A teachers’ strike in schools in Buenos Aires Province today has had the side effect of a lot of confusion and outrage over school meals, whether they’ll be provided, and who’s to pay for them. Schools that usually receive money per child provided with a meal (AR $16.40 for lunch and AR $10.60 for breakfast or snack) have been left uncertain as to whether this will be paid fo,r and if so, by whom. The schools are closed for teaching, but some open their lunch halls to feed students anyway, and in this case, it’s unclear whether the money will be paid by the provincial government as usual.
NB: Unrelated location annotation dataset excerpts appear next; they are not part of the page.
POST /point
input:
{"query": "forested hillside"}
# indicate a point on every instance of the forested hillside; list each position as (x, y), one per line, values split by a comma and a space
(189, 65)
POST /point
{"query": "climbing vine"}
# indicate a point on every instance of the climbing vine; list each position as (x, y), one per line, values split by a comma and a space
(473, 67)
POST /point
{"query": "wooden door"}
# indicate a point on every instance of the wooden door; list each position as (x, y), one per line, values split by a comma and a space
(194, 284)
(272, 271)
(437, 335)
The Chivilcoy School Council sent out a letter advising that the provision of school meals would not be guaranteed today in light of the strike and the speculation that the Social Development Ministry will not reimburse the costs as usual. In March, the strike days were not paid, and the schools ended up in debt after feeding their students. At the end of April, they were reimbursed for 89 percent of the costs. Despite this, Leticia Berdugo, a member of the school council who signed the letter, is quoted as saying: “The food is guaranteed but we are afraid that Social Development won’t pay.” The situation remains unclear.
In Chivilcoy 8000 children receive these meals, and the uncertainty over whether they’ll be available on strike days has caused a great deal of controversy. In theory, if the schools are not holding classes but continue to serve food, they should receive the money as usual. However, according to Berdugo, if the civil servants check whether the school is open in the morning and find it closed, it will be registered as such even if the cafeteria opens to feed children in the afternoon, and the school does not officially qualify to receive the funds.
One can only hope that kids find their way out of the cross hairs as school boards, the institutions themselves and the Social Development Ministry continue debating who will pick up the check.